William G. Nelson, MD, PhD Photo by Joe Rubino

ONE-STOP SHOPPING HAS ENTERED the world of cancer therapy as newly diagnosed cancer patients take advantage of multispecialty clinics and multidisciplinary treatment plans. Now, new technologies known as theranostics are poised to take the one-stop paradigm to a higher level by combining and coordinating diagnostic imaging and cancer treatment into an integrated assault on specific targets on cancer cells.

The word theranostics is derived from the Greek words therapeuein (to cure or treat medically) and gnosis (knowledge). The basic idea is that an imaging agent can be paired with a treatment so that not only can the location and extent of a cancer be ascertained, but the presence or absence of a treatment target can also be determined. In this way, the potential benefits and side effects of targeted therapies can be anticipated for individuals with certain types of cancer.
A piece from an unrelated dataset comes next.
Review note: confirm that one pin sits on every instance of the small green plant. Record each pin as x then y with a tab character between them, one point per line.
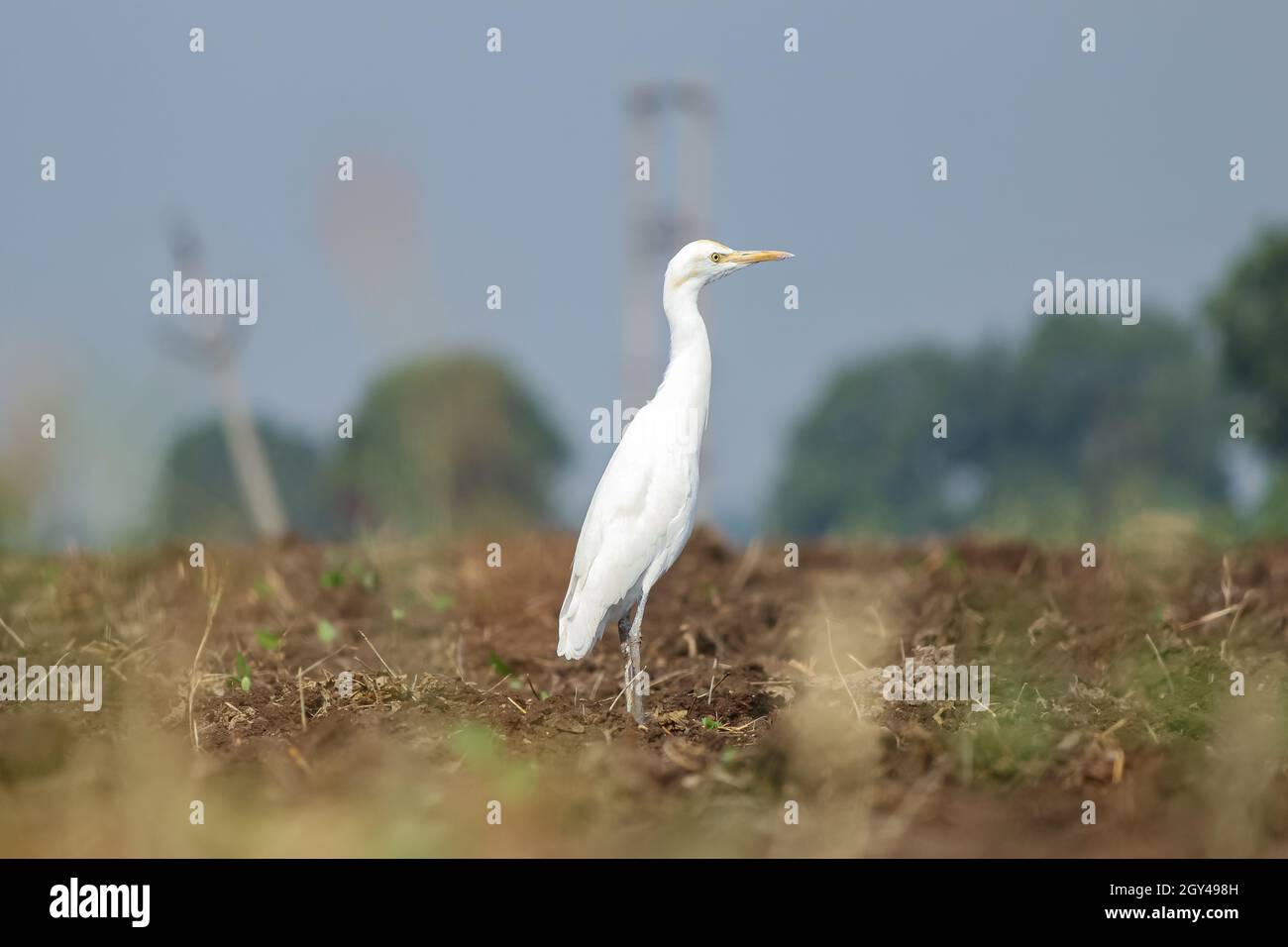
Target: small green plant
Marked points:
498	665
The first theranostic approach to cancer came in the 1940s with the use of radioactive iodine for finding and treating thyroid cancer. Normal and cancerous thyroid cells take up iodine in different amounts using a specialized protein on the cell surface called the sodium/iodide symporter (NIS). All but one of the 37 known isotopes of the element iodine undergo radioactive decay, with many emitting subatomic particles that can be detected for imaging or used to damage and kill thyroid cancer cells.

One radioactive iodine isotope, 131I, can be used both for scanning and treatment. For imaging, a small quantity of 131I is administered orally or intravenously to reveal whether a suspicious nodule in the thyroid takes up iodine and whether thyroid cancer has progressed to an advanced state or metastasized to distant sites. If the thyroid cancer “lights up” on the scan, a much larger dose of 131I can be given later to destroy the cancer cells. Normal thyroid cells also light up, indicating that 131I treatment damages the thyroid gland. For this reason, people treated for thyroid cancer must take a thyroid hormone supplement after iodine treatment for the rest of their lives.

The Oct. 31, 1949, issue of Life magazine featured the remarkable story of Bernard Brunstein, the first adult to be cured of thyroid cancer by radioiodine. Today, paired imaging of iodine uptake and radioactive iodine treatment for thyroid cancer remain mainstays of treatment, but theranostic pairs are also part of standard practice for imaging and treating prostate cancer, certain neuroendocrine tumors, neuroblastoma and non-Hodgkin lymphoma. Most often, theranostic pairs use different radioisotopes for imaging and treatment, unlike for thyroid cancer. With the explosion in the discovery and development of antibodies against a variety of cancers, theranostic pairs of antibodies carrying imaging radioisotopes and therapeutic radioisotopes or cytotoxic drugs are being explored as precision cancer medicine strategies.

Future theranostics may encompass even more features, exploiting the targeting properties of antibodies and other small molecules for simultaneous delivery of imaging agents for scanning, fluorescent dyes to assess whether cancer has been fully removed at surgery, cytotoxic radiation or drugs, genes for gene therapy, or nanoparticles containing various payloads. If the next generation of theranostics can detect, diagnose and treat cancer all at once with great precision and fewer side effects or complications, one-stop shopping will truly have come to cancer therapy.

William G. Nelson, MD, PhD, is the director of the Johns Hopkins Kimmel Cancer Center in Baltimore.